しかし、折角の地に利もホームズの単調な攻撃のせいで上手くいかせていない。

ホームズは、歯ぎしりをするとそのままアグリアの顔を掴もうとして手を伸ばす。

「だーかーら!」

アグリアは、ホームズを剣の柄で押し飛ばす。

「そんな見え見えで、直線的な攻撃!喰らうわけないだろ!」

押し飛ばされたホームズは、バランスを崩す。

そこをアグリアの剣が襲う。

勿論ホームズの右側から始める攻撃だ。

ホームズは、態勢が崩れているにも関わらず右足でアグリアの剣を蹴り上げる。

「ちっ!」

予想外の反撃にアグリアは、思わず舌打ちをした。

因みに無理な態勢で蹴りを放ったホームズは、そのまま背中から、地面に倒れる。

倒れる瞬間に腕を支えにし、全身をバネにし跳ね起きる。

「器用だな」

ニタニタと笑いながら言うアグリアにホームズは、ぺっと口から唾を吐く。

「褒めてくれて嬉しいよ」

口調こそ、いつもの悪態だが、険しい顔のままのホームズを見てジュードは、内心で歯噛みをする。

 

 

 

 

 

 

どう考えても今のホームズは、冷静ではない。

アグリアに散々コケにされて、頭に血が上っている。

なので如何にかして、フォローに回りたいのだが、魔物に阻まれて辿り着けない。

せめてアグリアが攻撃対象をミラに変えてくれれば良いのだが、中々ホームズから変えてくれない。

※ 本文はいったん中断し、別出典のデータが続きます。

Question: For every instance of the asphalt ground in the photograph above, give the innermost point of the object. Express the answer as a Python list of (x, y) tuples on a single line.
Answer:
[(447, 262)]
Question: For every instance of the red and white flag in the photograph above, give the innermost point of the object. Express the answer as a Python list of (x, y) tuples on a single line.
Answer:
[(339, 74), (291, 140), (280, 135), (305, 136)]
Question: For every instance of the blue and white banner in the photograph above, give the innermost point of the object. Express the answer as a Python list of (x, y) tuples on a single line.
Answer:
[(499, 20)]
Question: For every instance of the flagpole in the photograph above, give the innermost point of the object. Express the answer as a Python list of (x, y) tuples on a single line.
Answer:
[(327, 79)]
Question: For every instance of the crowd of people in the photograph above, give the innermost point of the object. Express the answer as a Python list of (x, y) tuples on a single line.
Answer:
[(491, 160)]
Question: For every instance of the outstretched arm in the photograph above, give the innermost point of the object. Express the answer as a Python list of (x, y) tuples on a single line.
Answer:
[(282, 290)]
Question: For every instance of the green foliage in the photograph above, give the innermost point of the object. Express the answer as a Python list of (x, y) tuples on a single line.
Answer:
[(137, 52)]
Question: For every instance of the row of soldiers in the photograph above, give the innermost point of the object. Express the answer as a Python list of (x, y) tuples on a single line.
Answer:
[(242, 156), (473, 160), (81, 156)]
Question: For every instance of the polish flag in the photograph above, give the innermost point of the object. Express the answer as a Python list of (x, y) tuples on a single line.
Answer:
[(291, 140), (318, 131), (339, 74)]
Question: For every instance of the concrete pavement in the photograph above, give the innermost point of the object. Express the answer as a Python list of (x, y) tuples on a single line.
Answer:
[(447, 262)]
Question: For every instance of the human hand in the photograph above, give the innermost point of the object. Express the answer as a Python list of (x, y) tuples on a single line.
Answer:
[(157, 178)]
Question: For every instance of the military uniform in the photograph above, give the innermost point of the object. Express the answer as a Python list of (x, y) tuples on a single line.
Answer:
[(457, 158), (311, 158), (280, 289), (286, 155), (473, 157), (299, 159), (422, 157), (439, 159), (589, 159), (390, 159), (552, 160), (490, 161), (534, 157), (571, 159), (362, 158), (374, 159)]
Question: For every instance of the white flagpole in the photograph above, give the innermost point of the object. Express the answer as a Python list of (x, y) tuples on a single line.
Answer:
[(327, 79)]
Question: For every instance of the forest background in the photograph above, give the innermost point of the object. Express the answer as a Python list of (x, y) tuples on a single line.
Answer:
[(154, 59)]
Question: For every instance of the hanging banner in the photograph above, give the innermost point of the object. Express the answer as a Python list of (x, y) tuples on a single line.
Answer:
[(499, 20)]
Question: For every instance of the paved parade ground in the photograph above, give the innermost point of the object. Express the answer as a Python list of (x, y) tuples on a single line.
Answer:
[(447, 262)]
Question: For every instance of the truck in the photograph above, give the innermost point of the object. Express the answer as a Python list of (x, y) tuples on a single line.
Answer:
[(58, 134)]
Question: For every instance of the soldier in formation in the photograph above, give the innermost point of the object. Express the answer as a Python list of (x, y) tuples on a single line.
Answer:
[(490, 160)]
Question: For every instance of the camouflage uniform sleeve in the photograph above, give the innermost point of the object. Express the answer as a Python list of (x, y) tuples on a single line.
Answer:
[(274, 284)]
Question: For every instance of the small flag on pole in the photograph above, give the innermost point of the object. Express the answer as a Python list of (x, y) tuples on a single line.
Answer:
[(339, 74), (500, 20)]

「ミラも許せないんでしょうけど、それ以上にホームズの事が許せないんでしょうね」

ローズもジュードの考えをなんとなく察して言う。

何せホームズは、アグリアの主であるガイアスを裏切っているのだ。

「にしても、あの馬鹿がやる気出すとロクな事が起きないわね……」

ローズは、ため息をつきながら顔を険しくさせて戦っているホームズを見る。

「普段のホームズなら、早々ああはならないと思うんだけど……」

レイアは、言いながら先程の取り乱したホームズを思い出す。

「全部が全部悪い方向に作用してるな」

ミラもため息を吐きながらも、魔物を切り倒すことを忘れない。

しかし、フラフラとかわす。

意外に攻撃が当てづらい。

全く当たらないというわけではない所がまた、ミラ達にストレスを溜めていく。

「どうにかしないと……」

エリーゼもハラハラしている。

「ま、頑張りますか」

 

 

 

 

 

 

 

一行の感想を他所にホームズは、蹴りを連発で放つ。

しかし、アグリアは全てを剣で受け流している為、ホームズの蹴りは残念ながら、何一つ届かない。

「アハハハ!弱い弱い!」

アグリアは、そう言うと剣をホームズの右側面を狙って勢い良く振る。

ホームズは、バックステップでかわす。

少しだけ間に合わずポンチョが僅かに切れる。

下がるホームズに構わず、アグリアが距離を詰める。

ホームズは、アグリアの一撃を盾で受け止める。

そのまま額が当たりそうな程力を込める。

「当ててやろうか?」

「何がだい?」

ホームズは、力を一切緩めず聞き返す。

「お前の頭に血が上った理由だよ」

喋らないホームズの代わりに、アグリアは更に言葉を続ける。

「お前は、あたしがあのブスを馬鹿にした事に腹を立てた……いや、少し違うな、あの女の考えを馬鹿にした事に切れた、ちがうか?」

相変わらずホームズは、答えない。

代わりに歯ぎしりをしながらアグリアの剣を受けている。

「アハハハ!何でキレてんだ!お前!まさか、あの女に熱でも上げてんのか!?」

とても楽しそうに神経を逆撫でする笑いを上げるアグリア。

「-------う?」

代わりにホームズ小さくボソボソと喋る。

「アァ?」

聴き取れなかったアグリアが聞き返す。

 

 

 

 

 

「直線的でなければ良いんだろう?」

 

 

 

 

 

 

 

そう言ってホームズは、先程まで苦しそうに耐えていたのが嘘のように、アグリアを押し返す。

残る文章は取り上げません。